Since this was looking good, did a quick layout and lasered a prototype:
Ground is on top and the input voltage is connected on the bottom.
(please excuse my terrible soldering skills)
I tested various resistor values, that's why a different resistor is in the picture. The circuit behaves very different compared to the simulation. The gate voltage node is sitting at very high voltages, even if I drastically lower the resistor R2. The shown circuit uses a 3.9 MΩ as R1 and 100 kΩ as R2. However the voltage at the gate is 3.5 V.
I connected a multimeter and measured the current from gate to ground (I shorted the gate to ground that way) and it shows a current of ~3 mA. This kind of current obviously cannot come through the path of R1, so it must be related to the MOSFET. Looking through the datasheet, it mentions a Gate-Body-Leakage current of max. 5 µA - this is a whole magnitude off my measurement. Thinking that the MOSFET is broken, I replaced it, that didn't change anything.

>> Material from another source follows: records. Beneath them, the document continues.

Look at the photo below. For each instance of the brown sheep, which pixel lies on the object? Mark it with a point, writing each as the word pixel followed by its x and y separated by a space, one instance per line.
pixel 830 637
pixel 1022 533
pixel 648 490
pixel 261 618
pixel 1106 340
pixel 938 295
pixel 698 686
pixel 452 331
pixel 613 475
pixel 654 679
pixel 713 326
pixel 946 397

Am I missing something here? What can cause such a high (leakage?) current through the gate?
Update: The circuit behaves as it should without the MOSFET. The diode test of the MOSFET pins yielded following results: DS: 0.6 SG: 0.97 GS: 0.92 DG: 1.3 - the others were open.
Solution: A never soldered MOSFET doesn't measure the same. This prompted me to check the maximum soldering temperature for this part - its 300°C for 10 s at 1.6 mm from the case. I soldered everything with 330°C. I now tried again with low temperature solder at 280°C and the circuit behaves like predicted.
Another main probable cause for the failure is ESD - I did not follow proper ESD techniques and MOSFETs without built-in ESD protection are very sensitive to ESD.